As We Unfold began with the artists working within the installation, concealed from view. Likely there to avoid working in the sun, the lack of visibility meant there appeared to be no performance. The audience (curious passers-by) seemed bewildered as they saw nothing to match the marketing collateral surrounding The Pod. Quickly observing viewers’ reactions, the artists responded by relocating to the outside of the structure to work. Although this shift made the performance more visible, it posed the question, how much should an audience influence a work? Of course, the answer to this depends on the artist, audience, and other contextual elements. But, in this circumstance, where the artists appeared to prioritise the audiences’ needs over their intentions, the decision seemed influenced by the context. In a gallery, where protocols legitimise an artist’s process regardless of how anti-audience it might appear, would the artists have appeased the audience so willingly?

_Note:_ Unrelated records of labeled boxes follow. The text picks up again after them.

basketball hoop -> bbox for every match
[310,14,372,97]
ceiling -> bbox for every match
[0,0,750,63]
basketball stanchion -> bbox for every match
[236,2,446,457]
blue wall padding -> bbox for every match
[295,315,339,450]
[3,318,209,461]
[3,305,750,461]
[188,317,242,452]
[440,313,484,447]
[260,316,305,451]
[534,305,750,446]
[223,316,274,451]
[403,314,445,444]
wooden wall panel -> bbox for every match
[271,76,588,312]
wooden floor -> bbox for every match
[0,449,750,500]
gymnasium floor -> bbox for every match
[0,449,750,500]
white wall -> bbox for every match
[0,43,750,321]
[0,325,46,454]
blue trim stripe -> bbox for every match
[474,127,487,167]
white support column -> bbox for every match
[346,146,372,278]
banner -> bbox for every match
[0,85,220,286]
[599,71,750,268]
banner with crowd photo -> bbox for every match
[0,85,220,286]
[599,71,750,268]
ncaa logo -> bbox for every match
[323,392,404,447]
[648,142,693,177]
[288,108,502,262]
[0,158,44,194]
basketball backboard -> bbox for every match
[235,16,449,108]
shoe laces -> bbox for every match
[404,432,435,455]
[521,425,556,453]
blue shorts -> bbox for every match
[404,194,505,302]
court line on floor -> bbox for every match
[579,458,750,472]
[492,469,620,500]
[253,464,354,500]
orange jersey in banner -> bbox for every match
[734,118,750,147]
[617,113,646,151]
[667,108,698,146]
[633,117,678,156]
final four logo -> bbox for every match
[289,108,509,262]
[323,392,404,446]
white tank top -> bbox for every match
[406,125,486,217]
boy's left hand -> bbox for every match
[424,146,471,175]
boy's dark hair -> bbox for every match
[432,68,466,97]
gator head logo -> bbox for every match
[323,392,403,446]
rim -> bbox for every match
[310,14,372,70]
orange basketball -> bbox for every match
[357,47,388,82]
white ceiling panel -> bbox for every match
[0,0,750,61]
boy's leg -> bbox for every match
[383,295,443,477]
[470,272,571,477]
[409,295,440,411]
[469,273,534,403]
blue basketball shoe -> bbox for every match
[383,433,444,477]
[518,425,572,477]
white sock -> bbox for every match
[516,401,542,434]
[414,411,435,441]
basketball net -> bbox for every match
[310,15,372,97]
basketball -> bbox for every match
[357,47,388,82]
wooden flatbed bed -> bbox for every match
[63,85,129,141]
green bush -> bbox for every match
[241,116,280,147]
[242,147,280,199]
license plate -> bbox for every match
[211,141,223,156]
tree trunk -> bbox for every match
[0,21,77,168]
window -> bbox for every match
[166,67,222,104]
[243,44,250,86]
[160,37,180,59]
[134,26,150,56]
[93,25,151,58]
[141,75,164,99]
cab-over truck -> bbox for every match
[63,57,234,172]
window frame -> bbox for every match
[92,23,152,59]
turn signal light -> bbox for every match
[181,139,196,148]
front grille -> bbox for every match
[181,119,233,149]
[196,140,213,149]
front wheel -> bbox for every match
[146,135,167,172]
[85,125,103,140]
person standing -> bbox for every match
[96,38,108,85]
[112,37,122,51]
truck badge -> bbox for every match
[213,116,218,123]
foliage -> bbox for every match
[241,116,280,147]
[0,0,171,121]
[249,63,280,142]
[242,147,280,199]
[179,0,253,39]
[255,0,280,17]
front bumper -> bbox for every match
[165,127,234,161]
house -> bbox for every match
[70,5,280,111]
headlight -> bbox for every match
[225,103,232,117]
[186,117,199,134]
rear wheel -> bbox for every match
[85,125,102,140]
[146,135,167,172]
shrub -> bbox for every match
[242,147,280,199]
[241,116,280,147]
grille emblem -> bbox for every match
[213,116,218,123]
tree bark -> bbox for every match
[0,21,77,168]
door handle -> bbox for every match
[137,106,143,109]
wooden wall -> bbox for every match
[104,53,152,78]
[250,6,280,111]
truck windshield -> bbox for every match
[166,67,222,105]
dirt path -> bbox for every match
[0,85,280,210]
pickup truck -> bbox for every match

Visually the work evolved slowly in the transient public space. As the first day of the performance came to a close, the hessian held only minor markings from hours of labour. A pace uncommon in a thoroughfare such as the mall, a slight tension could be felt as the work challenged viewers’ expectations of both the mall and contemporary art. A common response to public art, this tension often results in negative public opinion that puts pressure on councils to fund more populist projects. While it’s important to support a diversity of projects, it is also important to offer moments accessible to all that challenge and inspire new ideas. Both this project and Council’s Pod provided the latter.
While over time the piece came to reveal a beautifully intricate surface of marks, the real delight was the women who in their trailing pinafores and bare feet, seemed to embody a youthful openness to their work as a site for learning. Engaging with some of the social, cultural, and environmental factors that define public space, the piece provided experience and insight for both artists and audience. Aptly named, As We Unfold is sure to continue shaping both its artists and audience as it continues to evolve through future iterations in other public contexts.